Which revision best adapts the memo to a governmental policy context by presenting options, criteria, trade-offs, and a defensible recommendation with clear structure and neutral tone?
Adopt an advocacy voice that frames the issue as a moral imperative, emphasizes urgency over analysis, and uses emotionally charged anecdotes to rally support for the strictest cap possible regardless of cost.
Use highly formal legal language with extended statutory citations and complex syntax to project authority, even if the memo becomes difficult to parse for nonlawyers on the committee.
State the decision context and objectives, define evaluation criteria such as cost per student, projected achievement effects, and staffing feasibility, compare three options (strict cap, phased cap, targeted cap for high-need schools) with evidence from meta-analyses and state pilots, note fiscal and workforce constraints, and recommend a phased cap with targeted supports, outlining implementation steps and monitoring.

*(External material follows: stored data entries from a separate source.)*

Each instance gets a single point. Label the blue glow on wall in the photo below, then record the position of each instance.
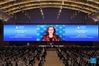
(36, 32)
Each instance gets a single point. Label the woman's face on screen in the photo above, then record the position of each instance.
(50, 30)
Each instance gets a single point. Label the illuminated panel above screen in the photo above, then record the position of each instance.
(65, 32)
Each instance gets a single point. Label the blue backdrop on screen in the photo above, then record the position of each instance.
(36, 32)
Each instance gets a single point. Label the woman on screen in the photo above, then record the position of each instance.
(50, 35)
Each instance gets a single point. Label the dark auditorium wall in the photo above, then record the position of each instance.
(50, 16)
(2, 43)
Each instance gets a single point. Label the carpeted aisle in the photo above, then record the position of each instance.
(52, 59)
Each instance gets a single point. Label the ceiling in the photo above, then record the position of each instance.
(13, 6)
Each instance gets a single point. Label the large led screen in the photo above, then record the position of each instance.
(65, 32)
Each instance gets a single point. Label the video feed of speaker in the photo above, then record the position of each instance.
(59, 32)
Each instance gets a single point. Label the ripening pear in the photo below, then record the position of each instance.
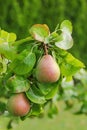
(18, 105)
(47, 70)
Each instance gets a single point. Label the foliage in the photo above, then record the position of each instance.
(19, 15)
(18, 62)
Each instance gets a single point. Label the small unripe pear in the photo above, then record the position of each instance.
(47, 70)
(18, 105)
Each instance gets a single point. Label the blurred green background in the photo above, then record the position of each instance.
(19, 15)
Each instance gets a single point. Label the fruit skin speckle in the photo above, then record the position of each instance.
(47, 70)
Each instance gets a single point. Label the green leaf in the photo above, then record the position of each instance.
(69, 65)
(17, 84)
(52, 93)
(3, 65)
(24, 63)
(7, 37)
(8, 52)
(67, 42)
(36, 110)
(53, 110)
(66, 24)
(35, 95)
(39, 32)
(53, 37)
(48, 89)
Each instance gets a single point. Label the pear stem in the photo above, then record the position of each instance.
(45, 49)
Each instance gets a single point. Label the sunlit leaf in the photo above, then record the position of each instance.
(39, 32)
(17, 84)
(24, 63)
(35, 96)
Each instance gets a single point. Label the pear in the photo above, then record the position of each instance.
(47, 70)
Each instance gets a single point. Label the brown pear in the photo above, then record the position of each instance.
(47, 70)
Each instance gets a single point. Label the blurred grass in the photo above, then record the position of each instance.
(63, 121)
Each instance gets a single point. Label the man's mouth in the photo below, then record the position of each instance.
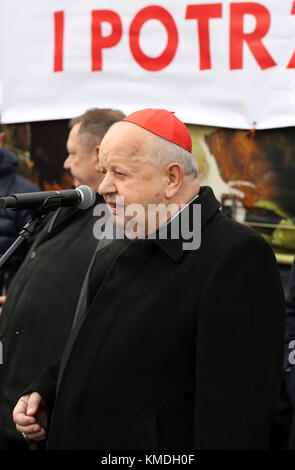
(115, 208)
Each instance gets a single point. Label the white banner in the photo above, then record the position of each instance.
(220, 63)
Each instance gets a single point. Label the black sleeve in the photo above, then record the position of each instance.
(239, 354)
(45, 385)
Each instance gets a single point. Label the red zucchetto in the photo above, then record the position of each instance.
(164, 124)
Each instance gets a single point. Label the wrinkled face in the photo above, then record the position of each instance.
(123, 159)
(81, 163)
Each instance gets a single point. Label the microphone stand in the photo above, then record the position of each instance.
(51, 203)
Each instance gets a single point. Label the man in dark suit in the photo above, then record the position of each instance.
(38, 313)
(180, 344)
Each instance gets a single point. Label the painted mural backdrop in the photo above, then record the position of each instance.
(252, 173)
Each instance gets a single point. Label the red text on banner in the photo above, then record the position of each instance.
(254, 39)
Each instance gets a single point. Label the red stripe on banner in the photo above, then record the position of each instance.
(203, 13)
(98, 41)
(58, 40)
(291, 64)
(155, 12)
(254, 39)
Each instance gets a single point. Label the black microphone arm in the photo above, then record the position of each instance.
(82, 197)
(40, 204)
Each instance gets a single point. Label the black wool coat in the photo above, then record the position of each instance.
(178, 350)
(38, 313)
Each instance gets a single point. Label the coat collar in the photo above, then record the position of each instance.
(173, 247)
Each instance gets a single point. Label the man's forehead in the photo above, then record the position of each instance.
(125, 140)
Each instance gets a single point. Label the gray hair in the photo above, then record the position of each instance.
(94, 124)
(163, 152)
(166, 152)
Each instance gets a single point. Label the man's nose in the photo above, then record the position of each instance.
(67, 165)
(107, 186)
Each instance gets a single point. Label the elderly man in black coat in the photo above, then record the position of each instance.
(180, 344)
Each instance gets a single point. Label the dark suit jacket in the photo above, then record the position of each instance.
(38, 313)
(179, 349)
(288, 368)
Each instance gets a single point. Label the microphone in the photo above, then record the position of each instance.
(82, 197)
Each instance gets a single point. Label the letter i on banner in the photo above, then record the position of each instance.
(58, 40)
(291, 64)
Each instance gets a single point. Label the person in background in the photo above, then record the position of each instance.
(42, 298)
(11, 222)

Present a large appendix of district-level statistics without synthesis, followed by an unstructured narrative of teacher testimonials that the committee can interpret on its own.
Explanation
Choice C meets policy analysis expectations by clarifying objectives and criteria, comparing feasible options with evidence, acknowledging constraints, and offering an implementable recommendation in neutral language. A mismatches the governmental audience with advocacy rhetoric. B sacrifices clarity for formality. D supplies data without coherence or decision guidance.